Alex Zalben of MTV praised it as "...the most ambitious thing they've done in six seasons... And they nail it", while complimenting the character dynamics of the episode as well as its humor, declaring it as possibly "the funniest episode of 'The Walking Dead' ever". He singled out Danai Gurira as Michonne and Melissa McBride as Carol at the bulk of the humor. In particular, he praised Carol by writing: "Carol, in particular, is a jaw-dropping, hilarious surprise in the hour. As much as she was reinvented into a deadly badass in season four and five, season six finds her taking a surprising turn that makes total sense for where she's been, and where she's going. Suffice to say, Carol — and McBride — continues to be the stealth weapon of the Grimes Gang." The return of Lennie James was also highlighted. In addition, Zalben noted the pacing remaining consistent, as he pointed out that fans "worried that the Group settling down in one location a la season two's Hershel's Farm meant we're in for a slow year full of lots of talking and hand wringing... Don't worry. Not only has Gimple led his company to showing instead of telling, and making the dialogue scenes actually count versus repeating the same themes over and over; but the action picks up from the very first scene, and doesn't let up. And isn't going to let up any time soon. The episode is an incredible, complete package, as big as you'd want a 'Walking Dead' movie to be; but it also shows how things start off bad — and as usual, are only getting to get way, way worse."

IGNs Matt Fowler praised Rick's leadership and gave the episode an 8.5 out of 10, writing: "Though it may have repeated some of Season 5's final act conflict by giving Rick a mini-foe in Carter, 'First Time Again' was a great kick off for Season 6. Only Rick could be genius/insane enough to attempt to wrangle a sea of walkers the way he did and the show's going to solid lengths depicting him as a one-of-a-kind leader."

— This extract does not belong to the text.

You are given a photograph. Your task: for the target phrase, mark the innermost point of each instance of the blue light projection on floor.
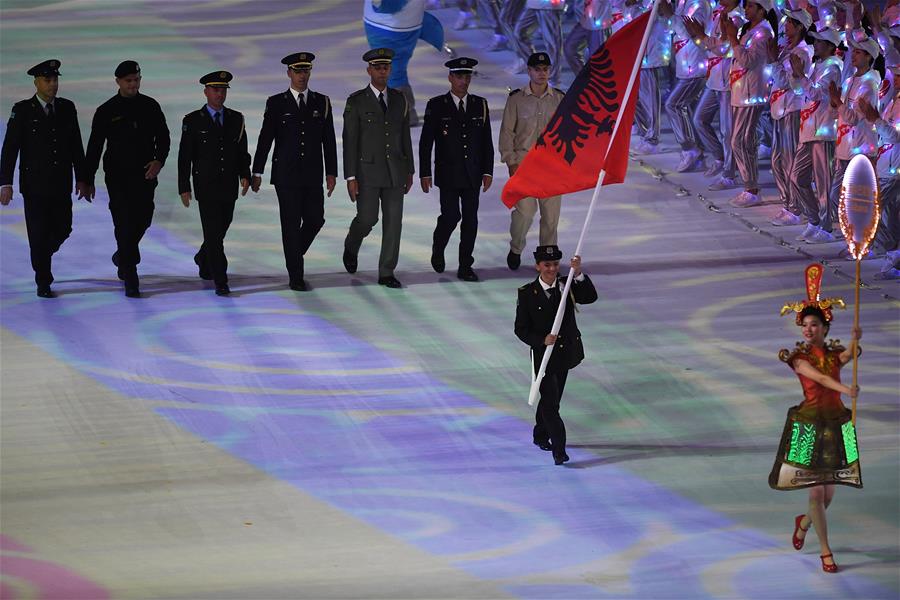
(310, 404)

In 2018, Ben Lindbergh of The Ringer ranked Rick's plan in the episode as his worst plan in terms of stupidity. Lindbergh wrote: "I'm just one man with zero walker kills to his credit, but I'd say the simple thing would have been to keep the walkers in the quarry. Maybe build a better barricade to seal them in more securely. Maybe construct some sort of funnel so that the herd emerges one walker at a time for easy slaughter. Maybe set them on fire, sit back, and watch them burn. There are options!"

===Ratings===
In its initial broadcast on AMC in the United States, on October 11, 2015, the episode received 14.63 million viewers. The viewership slightly declined from the previous season's record breaking premiere, "No Sanctuary", but was the most-watched television series of the night. Cumulative viewership, comprising those who watched the episode live, when it first aired, plus those who watched the episode within three days after its original broadcast, was 19.5 million.

In the United Kingdom, the episode broke records and became the most-watched of the series, garnering 800,000 viewers upon airing.

===Accolades===
The episode and its sound mixers (Michael P. Clark, Gary D. Rogers, Daniel J. Hiland, and Eric Gotthelf) received a nomination for the "Cinema Audio Society Award for Outstanding Achievement in Sound Mixing for Television Series – One Hour" at the 52nd Cinema Audio Society Awards.